Monsieur et Madame G habitent avec leurs trois enfants 21 chemin du Gouttet, sur la parcelle n° 127 située en face de celle des époux LA.

Compte tenu de la hauteur du pylône, la société BOUYGUES TÉLÉCOM a présenté à la Mairie de Tassin La Demi-Lune un dossier de déclaration de travaux exemptés de permis de construire, conformément aux dispositions de l'article R 422-2 e) du code de l'urbanisme.

Par arrêté du 13 décembre 2004, le maire de la commune a autorisé la réalisation des travaux, objet de la déclaration ; les travaux de construction de l'installation ont été réalisés à la fin de l'année 2005 ; à l'heure actuelle, le site couvre une zone de 2 km2.
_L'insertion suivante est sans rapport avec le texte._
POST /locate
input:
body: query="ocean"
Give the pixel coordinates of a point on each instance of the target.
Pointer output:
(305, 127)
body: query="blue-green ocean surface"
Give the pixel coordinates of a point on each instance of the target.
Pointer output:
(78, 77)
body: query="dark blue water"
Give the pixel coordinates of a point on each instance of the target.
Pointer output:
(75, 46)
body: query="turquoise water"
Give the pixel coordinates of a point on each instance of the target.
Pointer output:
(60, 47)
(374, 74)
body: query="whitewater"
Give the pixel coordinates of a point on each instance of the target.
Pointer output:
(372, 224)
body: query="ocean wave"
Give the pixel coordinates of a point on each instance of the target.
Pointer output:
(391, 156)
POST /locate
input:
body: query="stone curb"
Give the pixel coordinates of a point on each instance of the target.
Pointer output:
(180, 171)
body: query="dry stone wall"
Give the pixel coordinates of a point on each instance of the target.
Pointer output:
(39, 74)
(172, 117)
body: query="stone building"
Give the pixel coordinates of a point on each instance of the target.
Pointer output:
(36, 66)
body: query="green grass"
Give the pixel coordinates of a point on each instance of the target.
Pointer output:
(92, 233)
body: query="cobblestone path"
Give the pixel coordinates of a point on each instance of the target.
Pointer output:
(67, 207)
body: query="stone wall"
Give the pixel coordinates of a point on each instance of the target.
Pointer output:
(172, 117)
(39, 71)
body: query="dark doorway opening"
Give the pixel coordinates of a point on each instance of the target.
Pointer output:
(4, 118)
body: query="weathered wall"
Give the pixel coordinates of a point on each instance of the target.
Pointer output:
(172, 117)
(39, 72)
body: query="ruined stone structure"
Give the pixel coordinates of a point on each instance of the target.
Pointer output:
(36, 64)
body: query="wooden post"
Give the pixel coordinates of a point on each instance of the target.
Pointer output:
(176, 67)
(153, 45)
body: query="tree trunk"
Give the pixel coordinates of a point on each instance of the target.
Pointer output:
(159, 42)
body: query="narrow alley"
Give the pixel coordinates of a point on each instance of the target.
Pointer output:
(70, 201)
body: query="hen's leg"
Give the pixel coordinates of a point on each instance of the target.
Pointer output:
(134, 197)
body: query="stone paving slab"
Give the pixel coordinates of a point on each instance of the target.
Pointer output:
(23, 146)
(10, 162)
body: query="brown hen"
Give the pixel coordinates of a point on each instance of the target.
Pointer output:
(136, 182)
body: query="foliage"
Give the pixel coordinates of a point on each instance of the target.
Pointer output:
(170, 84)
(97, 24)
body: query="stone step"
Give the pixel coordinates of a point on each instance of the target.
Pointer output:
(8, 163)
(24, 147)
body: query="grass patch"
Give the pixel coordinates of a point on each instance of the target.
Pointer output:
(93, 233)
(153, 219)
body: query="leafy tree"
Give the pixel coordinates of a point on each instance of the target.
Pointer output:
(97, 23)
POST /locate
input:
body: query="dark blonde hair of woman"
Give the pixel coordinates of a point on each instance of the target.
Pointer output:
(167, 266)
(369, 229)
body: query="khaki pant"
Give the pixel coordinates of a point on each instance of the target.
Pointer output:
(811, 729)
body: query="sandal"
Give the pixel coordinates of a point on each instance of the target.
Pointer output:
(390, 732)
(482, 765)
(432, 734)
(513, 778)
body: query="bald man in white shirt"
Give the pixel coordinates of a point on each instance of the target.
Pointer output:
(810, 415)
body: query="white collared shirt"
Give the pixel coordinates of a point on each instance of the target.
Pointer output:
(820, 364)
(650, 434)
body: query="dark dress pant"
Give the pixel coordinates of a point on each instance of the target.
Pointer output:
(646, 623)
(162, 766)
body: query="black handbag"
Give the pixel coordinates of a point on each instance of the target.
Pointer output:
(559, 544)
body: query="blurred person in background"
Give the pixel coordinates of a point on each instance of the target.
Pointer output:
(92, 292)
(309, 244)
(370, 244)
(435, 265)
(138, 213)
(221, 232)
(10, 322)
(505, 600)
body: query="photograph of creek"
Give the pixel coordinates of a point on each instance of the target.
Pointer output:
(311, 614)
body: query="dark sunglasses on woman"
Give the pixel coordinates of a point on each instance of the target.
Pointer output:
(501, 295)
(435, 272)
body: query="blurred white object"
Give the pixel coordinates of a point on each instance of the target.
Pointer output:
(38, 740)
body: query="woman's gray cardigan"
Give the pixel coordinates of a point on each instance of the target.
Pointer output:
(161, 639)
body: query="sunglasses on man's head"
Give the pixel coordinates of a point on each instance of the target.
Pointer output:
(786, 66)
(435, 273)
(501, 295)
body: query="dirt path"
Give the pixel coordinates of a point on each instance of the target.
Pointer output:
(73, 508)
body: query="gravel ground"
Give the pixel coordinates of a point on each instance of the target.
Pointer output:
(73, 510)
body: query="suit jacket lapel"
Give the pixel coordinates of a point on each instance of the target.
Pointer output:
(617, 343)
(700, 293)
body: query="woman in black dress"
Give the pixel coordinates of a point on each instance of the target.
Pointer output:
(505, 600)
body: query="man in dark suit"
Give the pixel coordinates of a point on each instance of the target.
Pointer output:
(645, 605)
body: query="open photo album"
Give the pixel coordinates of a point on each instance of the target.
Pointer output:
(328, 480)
Après avoir dans un premier temps saisi le tribunal administratif de Lyon de deux requêtes tendant à voir obtenir d'une part, la suspension de l'arrêté du 13 décembre 2004 autorisant l'édification de la station de radiotéléphonie mobile et d'autre part, l'annulation pure et simple de cet arrêté, Monsieur et Madame L, qui résident à proximité de l'installation, et auxquels se sont joints Monsieur et Madame G ainsi que Monsieur et Madame LA, ont, par acte du 18 janvier 2007, assigné la société BOUYGUES TÉLÉCOM en vue d'obtenir la condamnation de la société BOUYGUES TÉLÉCOM à enlever les installations litigieuses, sous astreinte de 500 € par jour de retard et à la voir condamner au paiement de dommages et intérêts pour trouble anormal de voisinage et dépréciation de leur maison.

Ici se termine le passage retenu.